I managed to take a shower and go to visit my parents’ home. I ended up staying till evening, writing into my diary. Writing helps me a lot.

I went home, took my evening medicine and fell straight to the bed.

I had dreams about the contemporary art museum Kiasma on a late summer evening, going to school and feeling bad about going to school, the Monty Python musical sketch Every Sperm is Sacred, and something else.

I slept all the way to half past two o’clock in the afternoon, and got up to take my morning medicine and put on clothes.

I went to the shopping center to buy some chocolate, then I went back home.

I went to bed to take a nap, but I was awake for most of the time. I had all kinds of nice visions about celebrating Easter, visiting art museums and doing housework; then I decided it would be nice to actually do housework, so I got up and started doing it.

I swabbed the writing desk and kitchen counter, scrubbed the toilet bowl, took out the recycling, rolled up the carpet and throw rugs and took them to the balcony for the night to have them aired, along with my mattress, pillow and blanket. I am sleeping on the sofa- bed tonight.
I hoovered and mopped the visible part of the floor, and washed a load of laundry.

I was amazed how much work I could do when I put my heart into it, even if yesterday I had feared the looming Saturday, because it meant housework.

For some reason, I felt completely pissed off, moody and almost raving mad, and it scared me. Normally I feel this angry when I have PMS, except that according to my calendar, my period isn’t due yet.
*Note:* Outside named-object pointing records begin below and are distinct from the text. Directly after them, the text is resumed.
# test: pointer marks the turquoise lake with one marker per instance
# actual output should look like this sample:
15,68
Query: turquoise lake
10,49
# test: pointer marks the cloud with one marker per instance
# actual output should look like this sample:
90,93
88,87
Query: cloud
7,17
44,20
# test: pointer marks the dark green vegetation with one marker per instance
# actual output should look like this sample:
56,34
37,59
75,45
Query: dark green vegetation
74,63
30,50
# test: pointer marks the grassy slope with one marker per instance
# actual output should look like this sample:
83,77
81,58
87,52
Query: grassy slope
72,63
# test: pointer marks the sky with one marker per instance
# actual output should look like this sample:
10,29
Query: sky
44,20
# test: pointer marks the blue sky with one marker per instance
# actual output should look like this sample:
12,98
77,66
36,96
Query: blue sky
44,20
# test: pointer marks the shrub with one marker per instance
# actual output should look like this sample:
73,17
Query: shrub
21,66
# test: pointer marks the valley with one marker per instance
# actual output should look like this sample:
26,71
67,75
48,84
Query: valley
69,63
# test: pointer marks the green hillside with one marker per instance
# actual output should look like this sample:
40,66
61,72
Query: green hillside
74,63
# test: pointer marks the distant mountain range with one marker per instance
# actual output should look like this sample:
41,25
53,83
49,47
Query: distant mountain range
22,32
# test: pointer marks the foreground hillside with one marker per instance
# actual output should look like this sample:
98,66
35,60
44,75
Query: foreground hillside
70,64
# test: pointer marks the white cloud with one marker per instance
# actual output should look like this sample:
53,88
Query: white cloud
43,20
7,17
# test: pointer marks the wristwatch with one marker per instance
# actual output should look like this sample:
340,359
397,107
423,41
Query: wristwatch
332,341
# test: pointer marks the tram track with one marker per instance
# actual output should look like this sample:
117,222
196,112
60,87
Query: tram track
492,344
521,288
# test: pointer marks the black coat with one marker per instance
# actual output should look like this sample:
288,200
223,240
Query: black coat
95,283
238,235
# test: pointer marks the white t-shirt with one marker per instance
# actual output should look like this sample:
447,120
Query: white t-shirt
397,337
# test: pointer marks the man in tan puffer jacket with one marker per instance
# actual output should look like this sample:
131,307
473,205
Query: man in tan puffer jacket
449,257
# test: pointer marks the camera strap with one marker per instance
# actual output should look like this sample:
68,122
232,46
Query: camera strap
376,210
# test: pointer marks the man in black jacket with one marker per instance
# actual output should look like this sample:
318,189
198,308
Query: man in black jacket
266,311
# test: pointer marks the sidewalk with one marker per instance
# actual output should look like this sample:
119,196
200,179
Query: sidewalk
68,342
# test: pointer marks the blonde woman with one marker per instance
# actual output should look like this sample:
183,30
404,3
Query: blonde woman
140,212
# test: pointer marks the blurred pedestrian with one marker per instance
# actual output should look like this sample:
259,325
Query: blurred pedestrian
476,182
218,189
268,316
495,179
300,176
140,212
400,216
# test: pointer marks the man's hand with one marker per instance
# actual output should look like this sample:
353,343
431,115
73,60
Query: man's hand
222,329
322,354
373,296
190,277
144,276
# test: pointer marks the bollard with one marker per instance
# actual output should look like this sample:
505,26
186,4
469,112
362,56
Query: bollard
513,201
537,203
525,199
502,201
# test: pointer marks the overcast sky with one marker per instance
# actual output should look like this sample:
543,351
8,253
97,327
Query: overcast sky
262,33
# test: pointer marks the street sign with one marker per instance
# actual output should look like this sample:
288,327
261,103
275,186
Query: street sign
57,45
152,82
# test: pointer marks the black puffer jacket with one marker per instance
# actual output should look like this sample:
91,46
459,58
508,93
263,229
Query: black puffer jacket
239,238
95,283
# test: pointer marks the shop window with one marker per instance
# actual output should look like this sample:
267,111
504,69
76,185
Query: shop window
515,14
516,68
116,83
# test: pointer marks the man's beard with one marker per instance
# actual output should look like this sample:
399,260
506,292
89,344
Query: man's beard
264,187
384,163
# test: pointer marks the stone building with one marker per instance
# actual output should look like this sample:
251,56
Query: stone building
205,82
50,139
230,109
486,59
I don’t know what’s wrong with me, I’m scared that I will do something bad.

Tomorrow I will go visit my parents, they will return from their journey to the Canary Islands tonight.

Now I don’t feel so angry anymore, but I feel somehow frustrated. I don’t know the reason, but it feels like I have had too much caffeine. Which is probably not the reason because I haven’t drunk any caffeinated coffee today.

Tomorrow I am doing the rest of the housework; I will hoover and mop the floor under the furniture, take out the trash, scrub the rest of the bathroom, take the mattress and carpet out for dusting, and put fresh bedsheets into my bed after that.

I really don’t see why I feel so bad almost all the time. Nothing bad has happened, I have enough food and a cosy apartment and a working toilet and all kinds of nice things.
I guess it’s just my mental illness, I am diagnosed with schizoaffective disorder. And I also torture myself by not taking better care of my nutrition, exercise, sleep, and so on. I spend most of my days surfing on the Internet, eating chocolate and drinking coffee.
I always decide to take better care of myself, but it’s always easier said than done.